In Vermont, people of Celtic descent connect the local legends about the Mi-go with "the malign fairies and "little people" of the bogs and raths" (HPL: The Whisperer in Darkness). Like the Little People, the Mi-go also display traits such as inhuman voices, an aversion to sunlight and moonlight, and occasional tendency to abduct humans, albeit for very different purposes. Perhaps most notably, the Mi-go also possess a black stone covered in hieroglyphs, similar to Ixaxar.

The Necronomicon claims that when the Great Old Ones return, the Spawn of Shub-Niggurath will "take dominion over all wood nymphs, satyrs, leprechauns, and the Little People". (AWD: "The House on Curwen Street", "The Keeper of the Key")

Some accounts claim that the Little People are descended from the offspring of Serpent People and humans. As a species, they deviated far from their roots and, although low in intelligence, had a vicious temperament and made for dangerous opponents. Occasionally, one of the folk would be born who was a throwback to the majestic parent race of Serpent People: these individuals were worshiped by the others as a reminder of what their species once was. (EXP: Ye Booke of Monstres II)

History[]

After a great war with the ancestors of the Pictish tribes, the beings who would become the Worms of the Earth were exiled below ground, where they slowly devolved into the creatures they are today. Over the years, the surface people forgot about them, all but a few of the purest descendants of the old tribes, although the places which gave access to their underground tunnels were shunned by men.

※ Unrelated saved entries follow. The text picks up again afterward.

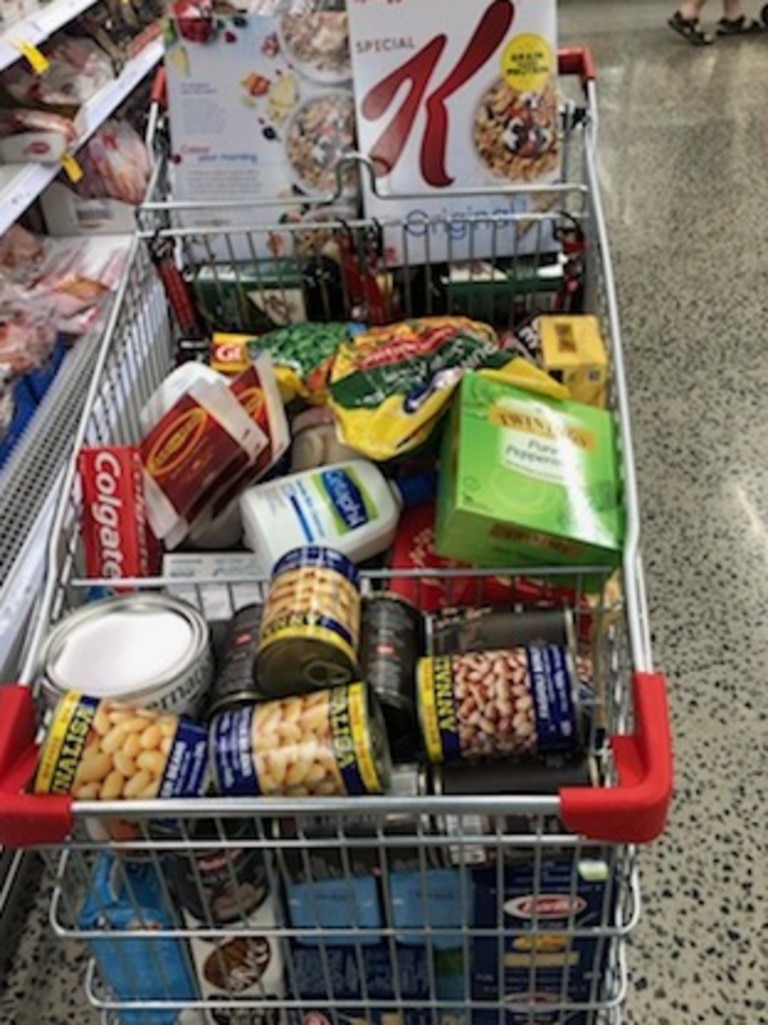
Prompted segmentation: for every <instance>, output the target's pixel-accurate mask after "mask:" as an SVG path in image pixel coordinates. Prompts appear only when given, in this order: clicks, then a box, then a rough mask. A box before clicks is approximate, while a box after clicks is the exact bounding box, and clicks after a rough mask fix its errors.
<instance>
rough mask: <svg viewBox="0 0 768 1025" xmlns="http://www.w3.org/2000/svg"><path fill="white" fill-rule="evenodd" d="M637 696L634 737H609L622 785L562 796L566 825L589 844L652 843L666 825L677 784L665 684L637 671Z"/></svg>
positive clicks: (669, 716)
mask: <svg viewBox="0 0 768 1025" xmlns="http://www.w3.org/2000/svg"><path fill="white" fill-rule="evenodd" d="M633 695H634V702H635V733H634V734H625V735H616V736H612V737H611V738H610V742H611V748H612V750H613V757H614V763H615V766H616V770H617V773H618V786H614V787H595V788H590V787H568V788H566V789H563V790H561V791H560V804H561V814H562V818H563V822H564V823H565V825H566V826H567V827H568V829H570V830H571V832H575V833H580V834H581V835H583V836H589V837H590V838H591V839H602V840H607V842H609V843H620V844H649V843H650V842H651V840H653V839H655V838H656V837H657V836H658V835H660V833H661V832H662V831H663V828H664V824H665V823H666V815H668V813H669V810H670V802H671V801H672V783H673V757H672V730H671V727H670V710H669V705H668V701H666V681H665V680H664V678H663V676H662V675H660V674H659V673H652V672H636V673H635V675H634V676H633Z"/></svg>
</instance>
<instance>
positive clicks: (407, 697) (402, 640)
mask: <svg viewBox="0 0 768 1025" xmlns="http://www.w3.org/2000/svg"><path fill="white" fill-rule="evenodd" d="M423 651H425V623H423V617H422V616H421V613H420V612H419V611H418V609H417V608H415V606H413V605H411V603H410V602H408V601H406V599H404V598H400V596H399V594H393V593H391V592H389V591H383V592H380V593H375V594H372V596H370V597H369V598H366V599H365V601H364V603H363V614H362V629H361V641H360V674H361V676H362V679H363V680H364V681H365V683H366V684H368V686H369V687H371V688H372V689H373V690H374V691H375V693H376V696H377V697H378V700H379V703H380V705H381V710H382V711H383V716H385V723H386V724H387V733H388V736H389V738H390V747H391V749H392V756H393V758H394V760H395V762H408V761H412V758H413V756H414V755H415V753H416V751H417V750H418V749H419V746H420V744H419V737H418V725H417V722H416V690H415V687H416V684H415V674H416V663H417V661H418V659H419V658H420V657H421V655H422V654H423Z"/></svg>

During the Roman occupation of Britain, a Pictish king named Bran Mak Morn swore vengeance against a Roman governor who had brutally executed one of his people. Knowing that he could not achieve this goal alone, he bargained with a half-Worm hag for the location of an entry to the Worms' realm. Stealing the Black Stone, an artefact which held great importance to the Worms, Bran then agreed to return it to them if they would bring him the governor alive. This the Worms did, but when presented to Bran, the man was gibbering and insane, having been driven mad by what he had seen during his trip through the tunnels of the Worms. (CIRCLE: "Worms of the Earth")

With the coming of the 20th century, the effects of inbreeding amongst the Little People became so severe that it drove them to extinction. (CIRCLE: "People of the Dark")

Behind the Mythos[]

In Dwellers in the Mirage, by A. Merritt, the name "Little People" is used for the Rrrllya, a 3 ft. tall humanoid species with golden skin, yellow eyes and long silky hair, which inhabit a hidden warm valley in Alaska. Unlike the Little People of the Mythos, the Rrrllya are friendly creatures, and their language resembles a bird's chirping rather than a snake's hissing.

In "The Black Kiss", by Robert Bloch and Henry Kuttner, the character Dr. Makoto Yamada mentions Machen by name and comments on the author's notion that the Fair Folk aren't actually "fair" in any way, but that "man, afraid of these strange beings, has attributed to them beautiful or pleasantly grotesque forms which in reality they do not possess", thus referring to Machen's depiction of the Little People. Dr. Yamada believes the same notion applies to folkloric mermaids, which he likens to the sea-dwellers.